Foretold by prophets, and by poets sung

Whose fire was kindled at the prophets' lamp,

The time of rest, the promised sabbath comes.
Six thousand years of sorrow have well nigh
Fulfill'd their tardy and disastrous course
Over a sinful world. And what remains
Of this tempestuous state of human things,
Is merely as the working of a sea

Before a calm, that rocks itself to rest.

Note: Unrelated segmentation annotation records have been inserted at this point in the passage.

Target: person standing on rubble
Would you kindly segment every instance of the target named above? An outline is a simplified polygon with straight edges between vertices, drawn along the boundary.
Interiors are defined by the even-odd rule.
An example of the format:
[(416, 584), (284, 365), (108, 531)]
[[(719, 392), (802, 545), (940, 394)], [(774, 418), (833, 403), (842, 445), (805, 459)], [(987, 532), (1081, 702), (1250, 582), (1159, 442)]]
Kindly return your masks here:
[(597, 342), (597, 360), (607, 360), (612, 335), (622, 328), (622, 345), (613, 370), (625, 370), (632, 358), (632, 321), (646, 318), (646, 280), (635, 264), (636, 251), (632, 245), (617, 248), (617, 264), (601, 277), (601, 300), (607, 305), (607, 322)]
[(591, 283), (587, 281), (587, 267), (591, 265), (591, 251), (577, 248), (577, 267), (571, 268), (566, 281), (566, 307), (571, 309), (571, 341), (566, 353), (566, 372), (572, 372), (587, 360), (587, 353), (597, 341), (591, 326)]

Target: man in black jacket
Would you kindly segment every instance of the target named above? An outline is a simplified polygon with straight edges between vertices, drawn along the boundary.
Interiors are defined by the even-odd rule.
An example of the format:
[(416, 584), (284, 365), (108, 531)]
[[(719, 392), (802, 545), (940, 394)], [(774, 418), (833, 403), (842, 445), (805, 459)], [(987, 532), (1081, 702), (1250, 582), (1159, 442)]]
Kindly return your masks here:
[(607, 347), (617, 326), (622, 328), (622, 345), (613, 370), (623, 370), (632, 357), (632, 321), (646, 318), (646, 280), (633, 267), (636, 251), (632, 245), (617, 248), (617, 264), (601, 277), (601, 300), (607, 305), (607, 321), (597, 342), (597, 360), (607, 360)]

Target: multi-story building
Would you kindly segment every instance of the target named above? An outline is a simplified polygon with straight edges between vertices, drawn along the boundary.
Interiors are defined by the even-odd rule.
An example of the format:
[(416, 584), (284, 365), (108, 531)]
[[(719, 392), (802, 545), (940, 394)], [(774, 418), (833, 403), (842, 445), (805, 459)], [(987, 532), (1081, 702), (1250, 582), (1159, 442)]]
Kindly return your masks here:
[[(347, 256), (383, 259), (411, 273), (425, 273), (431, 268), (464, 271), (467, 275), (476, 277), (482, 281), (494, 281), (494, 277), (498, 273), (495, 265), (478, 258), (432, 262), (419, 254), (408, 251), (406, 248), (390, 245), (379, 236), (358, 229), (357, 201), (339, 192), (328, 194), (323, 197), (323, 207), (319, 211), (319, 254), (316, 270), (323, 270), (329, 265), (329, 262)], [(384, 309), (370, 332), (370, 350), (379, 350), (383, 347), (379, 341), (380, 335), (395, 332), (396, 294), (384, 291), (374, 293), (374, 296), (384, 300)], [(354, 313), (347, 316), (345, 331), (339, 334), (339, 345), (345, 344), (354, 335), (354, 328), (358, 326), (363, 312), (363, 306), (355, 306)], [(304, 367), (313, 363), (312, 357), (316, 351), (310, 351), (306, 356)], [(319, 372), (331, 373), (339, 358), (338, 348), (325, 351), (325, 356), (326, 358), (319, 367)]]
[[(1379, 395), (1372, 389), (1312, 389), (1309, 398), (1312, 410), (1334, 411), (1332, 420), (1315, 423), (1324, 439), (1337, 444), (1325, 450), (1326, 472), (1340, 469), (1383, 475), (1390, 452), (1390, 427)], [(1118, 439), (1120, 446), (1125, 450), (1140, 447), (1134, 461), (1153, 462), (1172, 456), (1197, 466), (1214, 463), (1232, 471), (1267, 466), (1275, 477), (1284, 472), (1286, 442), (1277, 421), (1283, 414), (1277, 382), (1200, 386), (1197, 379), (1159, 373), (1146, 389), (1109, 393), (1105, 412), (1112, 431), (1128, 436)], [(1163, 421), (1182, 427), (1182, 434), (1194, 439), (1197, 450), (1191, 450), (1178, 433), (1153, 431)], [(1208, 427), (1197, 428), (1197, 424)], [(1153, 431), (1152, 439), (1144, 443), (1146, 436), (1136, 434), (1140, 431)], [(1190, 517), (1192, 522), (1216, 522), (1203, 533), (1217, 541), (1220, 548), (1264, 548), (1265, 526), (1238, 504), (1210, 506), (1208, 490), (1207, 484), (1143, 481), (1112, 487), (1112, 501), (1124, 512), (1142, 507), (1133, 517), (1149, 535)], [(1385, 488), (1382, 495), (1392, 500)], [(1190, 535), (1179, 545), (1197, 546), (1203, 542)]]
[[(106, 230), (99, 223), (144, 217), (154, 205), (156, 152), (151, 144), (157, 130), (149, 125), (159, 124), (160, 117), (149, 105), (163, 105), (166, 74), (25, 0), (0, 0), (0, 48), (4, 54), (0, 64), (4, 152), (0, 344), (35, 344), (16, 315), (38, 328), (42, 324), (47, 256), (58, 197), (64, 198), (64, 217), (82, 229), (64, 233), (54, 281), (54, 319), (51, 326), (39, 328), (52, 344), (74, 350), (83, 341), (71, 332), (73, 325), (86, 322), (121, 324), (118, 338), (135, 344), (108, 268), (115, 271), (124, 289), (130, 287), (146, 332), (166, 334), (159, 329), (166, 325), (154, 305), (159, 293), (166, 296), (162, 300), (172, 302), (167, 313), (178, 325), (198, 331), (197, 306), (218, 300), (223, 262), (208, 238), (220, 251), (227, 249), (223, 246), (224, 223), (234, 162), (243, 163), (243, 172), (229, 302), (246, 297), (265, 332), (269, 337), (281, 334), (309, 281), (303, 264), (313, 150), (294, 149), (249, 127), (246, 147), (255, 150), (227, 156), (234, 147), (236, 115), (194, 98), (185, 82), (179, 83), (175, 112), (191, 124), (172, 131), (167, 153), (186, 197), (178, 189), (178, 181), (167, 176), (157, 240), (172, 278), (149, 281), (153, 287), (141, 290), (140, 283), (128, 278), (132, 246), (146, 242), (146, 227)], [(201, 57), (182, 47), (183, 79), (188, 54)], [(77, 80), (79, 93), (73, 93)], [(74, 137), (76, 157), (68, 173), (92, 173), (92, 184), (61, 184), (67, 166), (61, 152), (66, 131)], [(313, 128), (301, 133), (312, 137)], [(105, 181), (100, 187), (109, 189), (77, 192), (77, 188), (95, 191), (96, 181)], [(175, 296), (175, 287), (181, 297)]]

For He whose car the winds are, and the clouds
The dust that waits upon his sultry march
When sin hath moved him and his wrath is hot,
Shall visit earth in mercy; shall descend
Propitious, in his chariot paved with love,
And what his storms have blasted and defaced
For man's revolt, shall with a smile repair.
Sweet is the harp of prophecy: too sweet
Not to be wrong'd by a mere mortal touch;
Nor can the wonders it records be sung
To meaner music, and not suffer loss.
But when a poet, or when one like me,
Happy to rove among poetic flowers,
Though poor in skill to rear them, lights at last
On some fair theme, some theme divinely fair 20,
Such is the impulse and the spur he feels
To give it praise proportioned to its worth,
That not to attempt it, arduous as he deems
The labour, were a task more arduous still.

Oh scenes surpassing fable, and yet true,
Scenes of accomplish'd bliss! which who can see
Though but in distant prospect, and not feel

20 True she is fair, oh how divinely fair!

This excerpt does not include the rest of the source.